'Resistance': How underground forces sabotaged the Nazis - review

History of disparate actions by underground forces throughout Europe in World War II.

 A SOLDIER guards the entrance of an underground shelter. The book details the many operations of the underground resistance against the Nazis (Illustrative).  (photo credit: JORGE SILVA / REUTERS)
A SOLDIER guards the entrance of an underground shelter.

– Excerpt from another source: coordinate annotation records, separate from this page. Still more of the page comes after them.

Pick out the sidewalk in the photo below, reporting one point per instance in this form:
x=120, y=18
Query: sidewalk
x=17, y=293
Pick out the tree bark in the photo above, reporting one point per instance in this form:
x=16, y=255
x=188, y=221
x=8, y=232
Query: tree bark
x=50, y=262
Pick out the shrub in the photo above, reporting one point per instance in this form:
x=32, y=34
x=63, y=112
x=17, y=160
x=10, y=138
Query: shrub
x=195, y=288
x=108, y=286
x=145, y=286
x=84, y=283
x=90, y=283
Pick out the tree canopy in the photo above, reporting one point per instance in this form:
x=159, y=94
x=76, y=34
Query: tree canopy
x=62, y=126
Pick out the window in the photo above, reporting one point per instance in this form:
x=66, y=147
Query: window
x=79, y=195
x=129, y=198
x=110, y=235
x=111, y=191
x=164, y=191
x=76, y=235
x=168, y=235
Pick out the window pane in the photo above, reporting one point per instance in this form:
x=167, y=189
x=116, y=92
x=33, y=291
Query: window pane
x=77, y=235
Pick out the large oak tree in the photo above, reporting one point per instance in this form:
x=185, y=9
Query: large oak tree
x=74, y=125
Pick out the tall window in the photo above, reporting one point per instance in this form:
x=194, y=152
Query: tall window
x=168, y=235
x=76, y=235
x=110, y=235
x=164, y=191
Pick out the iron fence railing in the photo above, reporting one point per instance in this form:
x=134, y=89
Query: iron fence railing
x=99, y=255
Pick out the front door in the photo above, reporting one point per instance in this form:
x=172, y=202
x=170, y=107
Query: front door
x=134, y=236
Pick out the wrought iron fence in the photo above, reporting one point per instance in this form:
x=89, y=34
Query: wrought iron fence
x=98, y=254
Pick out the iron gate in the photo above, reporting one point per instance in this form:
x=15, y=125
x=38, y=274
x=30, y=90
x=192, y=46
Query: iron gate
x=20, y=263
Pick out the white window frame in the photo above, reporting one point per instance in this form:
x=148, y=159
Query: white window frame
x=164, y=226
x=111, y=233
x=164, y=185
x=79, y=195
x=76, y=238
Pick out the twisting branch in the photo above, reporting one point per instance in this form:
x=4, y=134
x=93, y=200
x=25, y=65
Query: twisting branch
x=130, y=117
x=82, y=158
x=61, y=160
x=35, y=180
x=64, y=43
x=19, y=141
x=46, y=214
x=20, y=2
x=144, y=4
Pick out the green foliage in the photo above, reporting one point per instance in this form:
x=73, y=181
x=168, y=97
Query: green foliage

The book details the many operations of the underground resistance against the Nazis (Illustrative).
(photo credit: JORGE SILVA / REUTERS)

Parachuted into Denmark by Great Britain’s Special Operations Executive (SOE) in March 1943, Flemming Muus met with resistance leaders to gauge their willingness to launch sabotage operations against the Nazis.

Determined to help his fellow Danes “find their lost souls,” Muus warned London that the Wehrmacht would respond brutally to attacks and asked, “Shall we slow down or force the issue?”

Although the circumstances in Denmark were unique, this question was raised by members of resistance movements in all the countries occupied by the Nazis during World War II.

In Resistance, Halik Kochanski, the author of The Eagle Unbowed: Poland and the Poles in the Second World War, provides a history of the disparate actions taken by underground forces throughout Europe and their impact. Stunning in the breadth and depth of its research, analysis and exposition, Resistance is certain to become the authoritative work on this subject.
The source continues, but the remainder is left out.